The surprising reason luxury goods are booming

The surprising reason luxury goods are booming

Paige Vickers/Vox; Getty Images

From $1,000 sneakers to $450 bakeware, our lust for expensive things has hit new highs.

The pandemic was a period of mass unemployment and economic hardship for many Americans. It was also a riotously popular time for buying luxury goods.

“2021 and 2022 were blockbuster years for the luxury industry,” says Lauren Sherman, fashion correspondent at Puck News. “The biggest years they’ve ever had — ever.”

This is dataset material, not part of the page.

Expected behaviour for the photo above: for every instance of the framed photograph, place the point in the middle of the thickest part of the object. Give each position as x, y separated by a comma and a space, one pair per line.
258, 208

Shoppers devoured designer leather handbags, limited-edition sneakers, classic watches, and holy grail prestige beauty products that went viral on TikTok; practically every type of luxury brand saw its sales swing up during the pandemic. Part of the explosion is due to the fact there’s a lot more upscale stuff to buy. Luxury was once confined to traditional categories such as clothing, accessories, wines, and cars. No longer. In the past few years, there’s also been an insatiable appetite for high-end kitchenware and other home goods — a $420 Le Creuset dutch oven, a $1,500 Breville espresso maker, a $1,500 Thermomix blender, a $110 Aesop candle smelling of vetiver, frankincense, and wealth.

Analysts have a nebulous definition of what constitutes a luxury good, but it’s usually an object that not only has a sky-high price but also promises quality craftsmanship and an air of exclusivity. It shouldn’t be something everyone has. Yet more and more Americans across ages and income brackets are getting swept up in the world of extravagant products, driving the industry to an incredible boom.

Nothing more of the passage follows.